In these cold months, when I’m stuck in Warren Hall or Mann Library between classes and don’t want to go outside to get something to eat, I can tell you that I’ve found one route to Synapsis Café (at right) that’s saved me from having to brave Ithaca’s chilly winters: the Plant Sciences–Weill Tunnel.
So let’s set the scene:
It’s 11am on a Tuesday, and after getting out of AEM 4160: Strategic Pricing, I’m killing time on Facebook in Mann. It’s 15 degrees out with bitter winds, and my next class, International Trade, doesn’t start until 11:40. Suddenly my stomach growls as I realize that the last thing I put in my stomach was a Twix bar the night before, but I don’t want to go outside. Manndibles isn’t an option since I want to use BRB’s. What do I do??
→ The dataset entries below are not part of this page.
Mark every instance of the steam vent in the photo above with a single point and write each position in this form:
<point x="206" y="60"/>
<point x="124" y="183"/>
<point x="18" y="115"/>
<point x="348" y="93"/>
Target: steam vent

Go to the basement floor of the Plant Sciences building and use this tunnel:
While the path was originally constructed to transport specimens to and from the two scientific buildings, from what I’ve understood, it’s not closed by any means to students. Fun fact: you can hear echoes very easily with any noise you produce. While I’m not going to venture into providing directions here–there are a few odd turns you have to take–know that if you see a corner (jokingly?) labelled “Hollywood and Vine” in the basement of Weill Hall you’re in the semi-right area.
I remember 4 years ago, when I was a high school junior, I toured Northeastern University and the tour guide bragged about the complex underground tunnel system they have that connects many buildings–and is useful during those chilly months. While this sole tunnel isn’t as extensive, I’m glad I finally found one at Cornell!